I am assuming I misunderstand. I'll take a few dayz to try to digest wut you mean by the rest.

Z: It sounds like you may be confusing momentum and kinetic energy. See if this link helps:

http://hyperphysics.phy-astr.gsu.edu/hbase/truckc2.html

Good link.

Duznt help tho. It still leavez the 'disapating twice the energy in haf the time = 4 X the force' idea intact.

A recurring problem in the teaching of physics comes from simplifications, over simplifications, and not so obvious assumptions.

Consider a car that will not start, being pushed by its driver, alongside a perfectly flat road. The car has some energy by virtue of its rest mass. That energy, E, equals the mass of the car 1000 kg * c squared. That's enough energy to end life as we know it, everywhere. So let's make a simplification. We'll ignore that energy entirely. Newton did, and he was pretty smart, and smart engineers do it every day.

The car has a half tank of gas, also containing a large amount of potential energy, even in the Newtonian sense. We'll ignore that too. We'll also ignore the fact that the car could be torched, and that many of its materials also contain energy in the Newtonian sense. We'll also ignore the energy content of the driver, which is the only energy source that is causing the car to move: A major bit of ignoring, because how else is the car going to get its kinetic energy? But will ignore it anyways, just for kicks.

The car rolls on tires that have a coefficient of friction of .01 (just a tad lower than for real tires). This friction is constant for speeds up to 50 km/h (very close to real world, too). The driver had hoped he could apply a force to the car for a while to accelerate it, and then simply have the car coast to a repair station. However, he finds that every time he stops pushing, the car slows down and stops. Its kinetic energy is being converted to heat in the tires.

So let's say he gets the car up to a speed of 1 meter per second, and stops pushing. [Kinetic energy: (1 / 2) * (1000 kg) * ((1 (m / s)) squared) = 500 joules] The car will come to a stop in some time, so we want to find the deceleration rate. F=MA, or A=F/M. If we use 10 m/s/s as the acceleration due to gravity to find the force the car exerts on the ground, we get 10,000 newtons. Therefore, the retarding force is 100 newtons. A=100/1000 or .1m/s/s. So, the time required for deceleration will be 10 seconds. The average speed will be .5 m/s. therefore the distance traveled will be 5 meters. (Work done by tires = 5M * 100 N = 500 NM = 500 joules.)

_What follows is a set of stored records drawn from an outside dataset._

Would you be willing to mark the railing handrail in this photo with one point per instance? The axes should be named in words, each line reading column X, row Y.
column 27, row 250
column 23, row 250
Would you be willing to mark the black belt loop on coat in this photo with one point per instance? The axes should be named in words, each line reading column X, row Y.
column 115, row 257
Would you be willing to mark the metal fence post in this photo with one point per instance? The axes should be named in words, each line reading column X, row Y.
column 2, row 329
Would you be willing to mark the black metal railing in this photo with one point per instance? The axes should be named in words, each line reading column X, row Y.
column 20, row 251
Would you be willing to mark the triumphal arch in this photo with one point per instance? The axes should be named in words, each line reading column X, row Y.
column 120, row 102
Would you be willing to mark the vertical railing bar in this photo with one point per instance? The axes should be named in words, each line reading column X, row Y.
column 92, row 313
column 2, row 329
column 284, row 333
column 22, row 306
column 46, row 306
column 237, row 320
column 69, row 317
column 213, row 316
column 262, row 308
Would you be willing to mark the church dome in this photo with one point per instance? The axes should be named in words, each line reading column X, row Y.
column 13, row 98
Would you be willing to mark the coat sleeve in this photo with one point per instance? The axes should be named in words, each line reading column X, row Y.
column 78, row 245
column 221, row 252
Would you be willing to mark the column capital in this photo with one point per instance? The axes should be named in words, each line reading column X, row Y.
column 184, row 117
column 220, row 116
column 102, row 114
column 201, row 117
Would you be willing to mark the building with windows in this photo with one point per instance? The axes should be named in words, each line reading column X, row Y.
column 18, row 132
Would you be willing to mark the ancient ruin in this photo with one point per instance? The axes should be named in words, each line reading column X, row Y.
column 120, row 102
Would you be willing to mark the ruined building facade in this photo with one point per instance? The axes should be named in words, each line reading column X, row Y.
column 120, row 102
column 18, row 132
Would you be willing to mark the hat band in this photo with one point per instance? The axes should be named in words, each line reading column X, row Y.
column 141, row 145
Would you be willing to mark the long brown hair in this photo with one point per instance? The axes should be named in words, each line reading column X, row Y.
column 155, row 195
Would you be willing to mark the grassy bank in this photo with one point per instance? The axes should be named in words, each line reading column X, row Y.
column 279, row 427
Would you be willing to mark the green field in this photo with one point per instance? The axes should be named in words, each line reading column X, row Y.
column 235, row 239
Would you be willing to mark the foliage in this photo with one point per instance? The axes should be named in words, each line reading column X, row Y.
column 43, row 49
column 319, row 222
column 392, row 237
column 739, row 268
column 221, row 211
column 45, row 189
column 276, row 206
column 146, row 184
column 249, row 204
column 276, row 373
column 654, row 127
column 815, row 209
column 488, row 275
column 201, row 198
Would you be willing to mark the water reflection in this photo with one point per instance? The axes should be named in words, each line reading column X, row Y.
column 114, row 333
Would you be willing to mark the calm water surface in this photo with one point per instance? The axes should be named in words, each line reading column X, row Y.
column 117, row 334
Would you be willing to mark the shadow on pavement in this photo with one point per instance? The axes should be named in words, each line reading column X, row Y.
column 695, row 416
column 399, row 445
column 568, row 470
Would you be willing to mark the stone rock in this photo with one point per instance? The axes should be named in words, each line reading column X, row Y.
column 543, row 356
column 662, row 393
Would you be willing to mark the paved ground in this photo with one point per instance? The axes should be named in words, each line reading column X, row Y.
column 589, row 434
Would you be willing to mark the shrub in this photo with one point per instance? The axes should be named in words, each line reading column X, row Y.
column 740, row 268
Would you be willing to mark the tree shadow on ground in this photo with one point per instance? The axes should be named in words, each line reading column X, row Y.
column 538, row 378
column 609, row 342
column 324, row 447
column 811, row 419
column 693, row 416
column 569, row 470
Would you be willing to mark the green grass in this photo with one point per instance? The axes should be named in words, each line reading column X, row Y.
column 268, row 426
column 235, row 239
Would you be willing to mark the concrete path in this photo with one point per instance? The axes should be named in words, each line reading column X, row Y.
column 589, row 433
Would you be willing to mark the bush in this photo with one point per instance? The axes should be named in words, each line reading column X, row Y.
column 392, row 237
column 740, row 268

Copying the above paragraph, but doubling the speed:

So let's say he gets the car up to a speed of 2 meters per second, and stops pushing. [Kinetic energy: (1 / 2) * (1000 kg) * ((2 (m / s)) squared) = 2000 joules] The car will come to a stop in some time, so we want to find the deceleration rate. F=MA, or A=F/M. If we use 10 m/s/s as the acceleration due to gravity to find the force the car exerts on the ground, we get 10,000 newtons. Therefore, the retarding force is 100 newtons. A=100/1000 or .1m/s/s. So, the time required for deceleration will be 20 seconds. The average speed will be 1 m/s. therefore the distance traveled will be 20 meters. (Work done by tires = 20M * 100 N = 2000 NM = 2000 joules.)

This is an experiment you could do, with a friend driving (or pushing, if it is a really good friend). Make sure the engine is running so you have brakes. Make sure the road is flat and there is no wind. You could measure speed by counting off one meter paces, one per second, versus two per second.

Wouldn't it be a lot easier with something less massive like a push bike. Then again the harder you work the more likely you are to remember the lesson.